A good introductory course on finance

02/09/2020 in finance using tags shiller, financial markets, how to raise your kids so they don't go broke

So, take my information with a grain of salt. But this is how I personally think when it comes to finance. This is how I operate, but it is by no means a recommendation for how everyone should operate, since that would cause many other macroeconomic problems that I won’t go into detail here. Now, on with the blog post.

So, are you a good investor? If so, by all means, take as much leverage as you can handle, you’ll be rich in no time. But if you are prone to making poor decisions in life, well I’m afraid to be the bearer of bad news: you will always be broke and living paycheck-to-paycheck, getting by in life by paying just the interest on your credit card debt.

So what can we do about this? What do they not teach us in school that would make us more productive as citizens? Shouldn’t we doubt ourselves in the amount of leverage we can take? Are we really college material or are we just average people thinking we’re somehow gifted? Sadly, our parents like to think of us as special snowflakes, but in reality you are probably just as average as everyone else. If you know you are average, you should probably do something just as average as you are. As horribly demeaning as that may sound, I am trying to save you from the college debt that you would take on if you miscalculate your own capacity as a human being. Otherwise you will be taken advantage of by the college tuition loan shark industry who by no means have a proven track record of fiduciary responsibility. Also, you should blame your parents if they keep pushing you towards something you’re not capable of, since you end up footing the bill in the end. Sadly, your own parents are just as deluded as everyone else, and they’re probably giving you bad advice by pushing you towards college. This is where a parent’s unconditional love for their children can harm a child’s future prospects.
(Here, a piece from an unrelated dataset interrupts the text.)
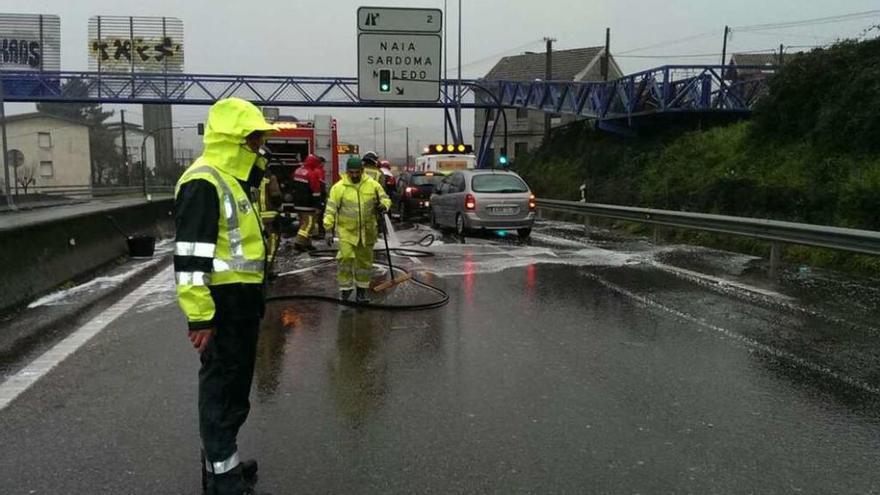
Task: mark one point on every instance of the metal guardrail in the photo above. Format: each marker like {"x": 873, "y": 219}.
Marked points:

As a parent, you should determine whether your child is college material, and to accept what God has given you. If your child is not college material, do not subject them to the livelong toil that is debt, and instead direct them towards a vocation that does not encumber them. You will be doing your own child a favor, and they won’t hate you for the rest of your life. And finally, you’re doing your fiduciary responsibility and due diligence as a Capitalist by properly allocating capital in the right direction, and this will likely make them wealthy (ie. you’re doing your children a favor by not getting their hopes up).

That being said, I’m one of the lucky ones, but there are millions of unlucky college graduates, many of whom are my good friends, who did not read the fine print of what they’re getting themselves into. And I am probably just as average as they are. And they probably listened to their parents.
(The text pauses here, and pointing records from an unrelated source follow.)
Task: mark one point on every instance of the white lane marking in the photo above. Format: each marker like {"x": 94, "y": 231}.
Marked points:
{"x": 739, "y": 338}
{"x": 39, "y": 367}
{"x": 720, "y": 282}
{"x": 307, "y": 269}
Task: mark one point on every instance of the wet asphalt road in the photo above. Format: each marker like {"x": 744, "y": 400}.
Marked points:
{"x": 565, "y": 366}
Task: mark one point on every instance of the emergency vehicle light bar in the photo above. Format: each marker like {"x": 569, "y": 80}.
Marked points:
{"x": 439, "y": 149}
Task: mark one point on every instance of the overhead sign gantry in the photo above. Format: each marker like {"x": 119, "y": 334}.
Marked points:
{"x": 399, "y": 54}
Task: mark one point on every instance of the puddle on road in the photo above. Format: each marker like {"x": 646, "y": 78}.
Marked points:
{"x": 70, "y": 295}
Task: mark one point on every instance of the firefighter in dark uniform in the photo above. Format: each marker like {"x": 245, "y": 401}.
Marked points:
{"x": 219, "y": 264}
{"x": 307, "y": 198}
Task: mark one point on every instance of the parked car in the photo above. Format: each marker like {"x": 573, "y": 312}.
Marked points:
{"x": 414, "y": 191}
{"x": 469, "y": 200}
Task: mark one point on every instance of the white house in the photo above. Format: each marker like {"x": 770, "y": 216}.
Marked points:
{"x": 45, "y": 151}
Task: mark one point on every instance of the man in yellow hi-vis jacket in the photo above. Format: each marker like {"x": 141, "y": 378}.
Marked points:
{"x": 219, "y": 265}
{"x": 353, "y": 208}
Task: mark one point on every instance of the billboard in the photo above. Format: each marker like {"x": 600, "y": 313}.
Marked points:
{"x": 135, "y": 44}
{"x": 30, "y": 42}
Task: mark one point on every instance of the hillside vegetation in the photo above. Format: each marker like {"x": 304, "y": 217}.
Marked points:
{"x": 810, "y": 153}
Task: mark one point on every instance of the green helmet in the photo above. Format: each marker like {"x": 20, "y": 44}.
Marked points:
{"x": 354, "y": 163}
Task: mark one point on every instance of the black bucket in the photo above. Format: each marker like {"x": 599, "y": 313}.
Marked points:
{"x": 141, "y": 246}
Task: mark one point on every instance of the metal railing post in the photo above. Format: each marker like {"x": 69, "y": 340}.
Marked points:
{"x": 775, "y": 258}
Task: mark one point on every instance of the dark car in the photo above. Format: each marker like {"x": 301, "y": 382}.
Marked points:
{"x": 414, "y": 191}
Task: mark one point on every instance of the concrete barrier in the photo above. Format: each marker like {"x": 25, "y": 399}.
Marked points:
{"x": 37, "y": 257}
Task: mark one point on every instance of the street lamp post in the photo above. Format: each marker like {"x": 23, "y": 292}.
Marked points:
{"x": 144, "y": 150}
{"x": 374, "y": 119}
I am not discounting debt here. I am only discounting the average person’s ability to measure debt risk. Credit reporting agencies do not have skin in the game as they benefit from a healthy number of defaults for different types of debt. You should really measure your own credit score and limit your spending if you are cognizant of your poor decision making skills when it comes to spending and saving. Credit score calculations act as a lower bound to how much risk a lender is willing to take with you. If your FICO score is lower than a certain amount, it means that you’re a default risk to them, and they’ll lose money if they lend to you. It’s really that simple. The same is true for corporations: Moody and S&P credit ratings are a measurement of how well a large institution or entire nation is able to pay interest on its debt, and whether or not such an institution is a risk to the bond or treasury holder. They too are not immune to the irrational lure of being overleveraged.

So what is to be learned from all this? Calculate how leveraged you can be realistically before you take on any more debt. Take advantage of debt when you’re confident that you’ll be able to pay it off in a short amount of time, so that you can take on more debt while growing your equity.

Also, I highly recommend this course for those with an interest in learning about finance. Whether or not you find finance interesting or not, I’m afraid you have no choice as a consumer. Your life is impacted by financial markets whether you like it or not.


So what is to be learned through this course? It’s likely that you all carry some kind of debt or obligation. The question you should be asking yourselves is whether you think you can afford that debt. That’s not something the lender should be responsible for as they’re selling the debt and you’re buying it. It’s really something you’re responsible for, and something you’ll be stuck with until you pay off your debts, better sooner rather than later.

Disclaimer: The above references an opinion and is for information purposes only. It is not intended to be investment advice. Seek a duly licensed professional for investment advice.

Disclaimer: The above references an opinion that may hurt some people’s feelings. It is not intended to hurt your feelings. Seek a guidance councilor or therapist for emotional support if this does hurt your feelings.